Deeply Humiliating Columbia Graduation
Emma Sulkowicz has made a name for herself by carrying a 50lb mattress wherever she had to go on campus. She did this for her last year at Columbia University. Carrying the mattress around was part of her senior thesis, Mattress Performance (Carry That Weight).
What prompted Sulkowicz to execute this performance art was the lack of justice and cooperation she had experienced when she reported to her school that she had been raped. A lack of evidence exonerated her accused rapist, Paul Nungesser. Sulkowicz decided she would carry the mattress until Nungesser was expelled or otherwise left the campus.
In an interview video made by TIME Magazine at the end of Sulkowicz’s junior year, she tells her story and thinks about her graduation day and how she will have to sit on the same bleachers as her accused rapist.
Fast-forward a year and that graduation day came and went. After a year of Sulkowicz carrying around the mattress she ended the mattress performance by carrying the mattress onto the stage to receive her diploma, a video of Sulkowicz and her fellow classmates walking across the stage with the mattress can be seen on NYMag.com.
Nungesser did not end up getting expelled or leaving the campus. He graduated along with Sulkowicz. At this point the whole case lacks a lot of physical evidence and both parties feel that they have been treated unjustly.
Unfortunately for Nungesser’s family, they had to endure the mattress performance art and issued a statement that the experience was, “deeply humiliating,” according to another article published by NYMag.com.
It seems that Sulkowicz and Nungesser can agree on at least one thing, both do not think that Columbia University properly handled the situation, and both feel that their college experience was tainted.
Below you will find Nungesser’s parents’ full statement:
Our son’s graduation should have been a joyous moment for our whole family. We are extremely proud of Paul for graduating, even more so because of the harassment campaign he was subjected to. For over two years, he had to fight false accusations and a public witch-hunt, even though Columbia and the NYPD exonerated him.
At graduation, Columbia University again broke its own rules and afforded Emma Sulkowicz a special exception.

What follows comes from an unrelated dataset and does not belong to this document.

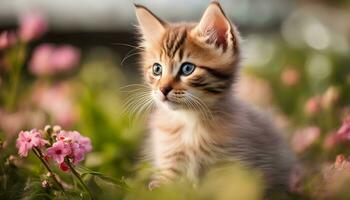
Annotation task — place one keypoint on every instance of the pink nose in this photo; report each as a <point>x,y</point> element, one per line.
<point>165,90</point>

It was the second devastating experience in just a few days: last week, Columbia exhibited Emma Sulkowicz’s highly disturbing and extremely graphic drawings of our son publicly on campus.
We have come to realize that at Columbia, not all are equal before its policy. What is the point of internal investigations if their outcome is not accepted? Instead those with better connections and more influence promoted a false narrative. While they failed at their goal of bullying our son into leaving this university, they have turned his life into a nightmare.
Responsible for this nightmare is not just the woman, who received an academic degree for the attempt to shame Paul away from campus, but even more at fault is the University that conferred this degree. A university that bows to a public witch-hunt no longer deserves to be called a place of enlightenment, of intellectual and academic freedom. By failing to intervene in this injustice, Columbia ceases to be a place where critical thinking, courage and democratic practice are taught, learned and lived.
Two years ago we would have never believed that one of the world’s most prestigious universities would not only allow such harassment but explicitly support it on its campus. This has been a deeply humiliating experience. We are very proud of our son for graduating from college, but our memory of it will always be tainted by Columbia’s wrongdoing.